PF gravou Lula e Dilma após Moro suspender grampo

Grampo aconteceu duas horas depois que o juiz Sérgio Moro havia determinado a suspensão dos grampos sobre o petista

São Paulo – A gravação de uma conversa entre a presidente Dilma Rousseff e o ministro da Casa Civil, Luiz Inácio Lula da Silva, foi feita pela Polícia Federal após o juiz Sérgio Moro, da 13ª Vara Federal do Paraná, determinar que a Polícia Federal parasse de interceptar as conversas telefônicas do ex-presidente.

No áudio, Dilma diz a Lula que enviará a ele um emissário que lhe entregará o termo de posse dele como ministro da Casa Civil para que ele o usasse “em caso de necessidade”.

Lula é investigado pela operação Lava Jato e, com sua ida ao ministério, anunciada nesta quarta-feira, fica fora do alcance de Moro e passa a ter foro privilegiado junto ao Supremo Tribunal Federal.

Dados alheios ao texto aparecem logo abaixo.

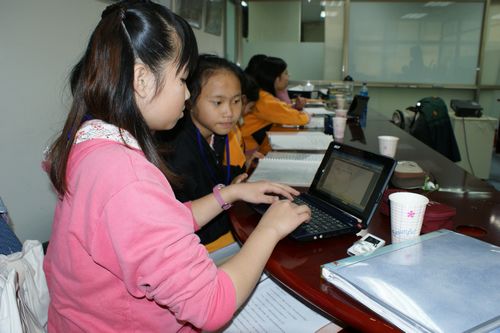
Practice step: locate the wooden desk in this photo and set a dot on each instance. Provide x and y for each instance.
(296, 265)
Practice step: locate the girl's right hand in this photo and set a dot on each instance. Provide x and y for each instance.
(282, 217)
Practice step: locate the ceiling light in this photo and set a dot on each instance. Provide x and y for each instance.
(438, 3)
(413, 16)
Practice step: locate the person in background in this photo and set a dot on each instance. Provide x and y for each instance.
(253, 64)
(282, 93)
(271, 76)
(239, 160)
(196, 148)
(123, 254)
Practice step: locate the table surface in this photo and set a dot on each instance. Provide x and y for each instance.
(296, 265)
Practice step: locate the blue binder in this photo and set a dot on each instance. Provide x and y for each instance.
(440, 282)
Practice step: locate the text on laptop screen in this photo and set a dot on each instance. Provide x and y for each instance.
(349, 180)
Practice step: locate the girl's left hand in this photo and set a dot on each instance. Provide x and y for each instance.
(240, 178)
(262, 192)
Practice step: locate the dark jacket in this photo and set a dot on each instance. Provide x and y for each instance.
(200, 170)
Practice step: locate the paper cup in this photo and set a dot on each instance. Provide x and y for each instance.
(387, 145)
(407, 215)
(341, 113)
(339, 127)
(340, 101)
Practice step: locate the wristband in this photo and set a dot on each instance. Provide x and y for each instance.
(216, 190)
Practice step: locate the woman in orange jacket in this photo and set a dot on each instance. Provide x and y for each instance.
(271, 76)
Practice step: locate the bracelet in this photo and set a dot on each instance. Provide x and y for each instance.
(216, 190)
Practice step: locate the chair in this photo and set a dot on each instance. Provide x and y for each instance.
(433, 127)
(9, 243)
(24, 296)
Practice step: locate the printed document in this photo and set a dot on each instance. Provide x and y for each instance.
(272, 309)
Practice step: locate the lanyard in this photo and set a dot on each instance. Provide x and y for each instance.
(207, 164)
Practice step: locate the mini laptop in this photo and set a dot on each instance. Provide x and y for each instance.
(345, 193)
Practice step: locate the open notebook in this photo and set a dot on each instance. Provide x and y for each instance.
(345, 192)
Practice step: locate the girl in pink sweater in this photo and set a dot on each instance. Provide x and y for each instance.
(123, 255)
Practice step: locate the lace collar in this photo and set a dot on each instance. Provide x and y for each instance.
(98, 129)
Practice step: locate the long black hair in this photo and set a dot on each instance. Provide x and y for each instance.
(102, 81)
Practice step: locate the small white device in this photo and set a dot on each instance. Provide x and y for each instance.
(367, 244)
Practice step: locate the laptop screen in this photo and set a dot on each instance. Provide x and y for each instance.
(352, 179)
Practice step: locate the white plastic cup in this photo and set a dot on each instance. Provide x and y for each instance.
(387, 145)
(407, 215)
(339, 98)
(339, 127)
(341, 113)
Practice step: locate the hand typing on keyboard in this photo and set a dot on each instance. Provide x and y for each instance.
(283, 217)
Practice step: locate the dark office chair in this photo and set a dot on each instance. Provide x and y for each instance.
(433, 127)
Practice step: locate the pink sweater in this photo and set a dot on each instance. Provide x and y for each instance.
(123, 256)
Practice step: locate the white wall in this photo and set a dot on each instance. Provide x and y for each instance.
(274, 21)
(40, 41)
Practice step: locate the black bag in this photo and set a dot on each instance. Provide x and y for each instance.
(433, 127)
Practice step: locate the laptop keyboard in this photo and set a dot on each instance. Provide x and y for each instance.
(320, 221)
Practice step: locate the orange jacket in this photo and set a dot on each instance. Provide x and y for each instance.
(269, 110)
(236, 148)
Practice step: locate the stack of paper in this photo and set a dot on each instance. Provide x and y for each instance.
(440, 282)
(299, 140)
(272, 309)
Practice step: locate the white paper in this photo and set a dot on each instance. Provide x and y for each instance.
(298, 172)
(272, 309)
(299, 140)
(316, 122)
(312, 111)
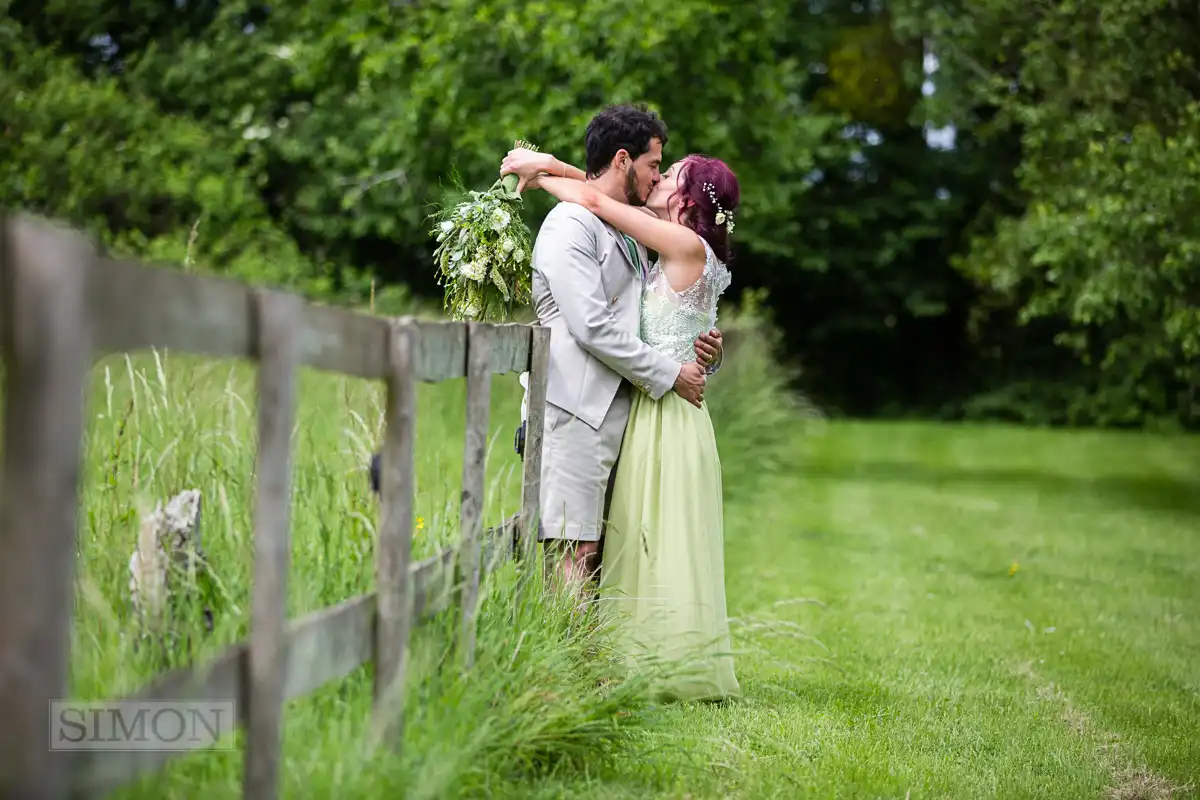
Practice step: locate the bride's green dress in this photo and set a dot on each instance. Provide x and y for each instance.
(663, 571)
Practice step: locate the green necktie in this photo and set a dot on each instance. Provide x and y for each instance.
(633, 256)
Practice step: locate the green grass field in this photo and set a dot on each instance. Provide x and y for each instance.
(922, 611)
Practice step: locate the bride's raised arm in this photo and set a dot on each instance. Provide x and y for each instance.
(529, 163)
(669, 239)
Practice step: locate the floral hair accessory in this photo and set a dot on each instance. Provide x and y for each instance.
(723, 216)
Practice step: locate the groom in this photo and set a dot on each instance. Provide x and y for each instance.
(587, 289)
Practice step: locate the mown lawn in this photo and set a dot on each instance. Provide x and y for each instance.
(995, 612)
(1007, 613)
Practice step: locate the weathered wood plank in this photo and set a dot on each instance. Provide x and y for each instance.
(210, 316)
(510, 348)
(322, 647)
(474, 462)
(46, 355)
(535, 415)
(277, 322)
(395, 545)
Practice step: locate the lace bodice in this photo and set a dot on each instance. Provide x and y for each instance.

Às 11h13 desta quarta foi incluído no processo de quebra de sigilo telefônico a decisão de Moro para que a Polícia Federal interrompesse as interceptações telefônicas do ex-presidente.

Na decisão, Moro argumenta não ver mais razão para a continuidade das interceptações e determina o fim delas, mandando, ainda, que a PF seja comunicada “com urgência, inclusive por telefone”.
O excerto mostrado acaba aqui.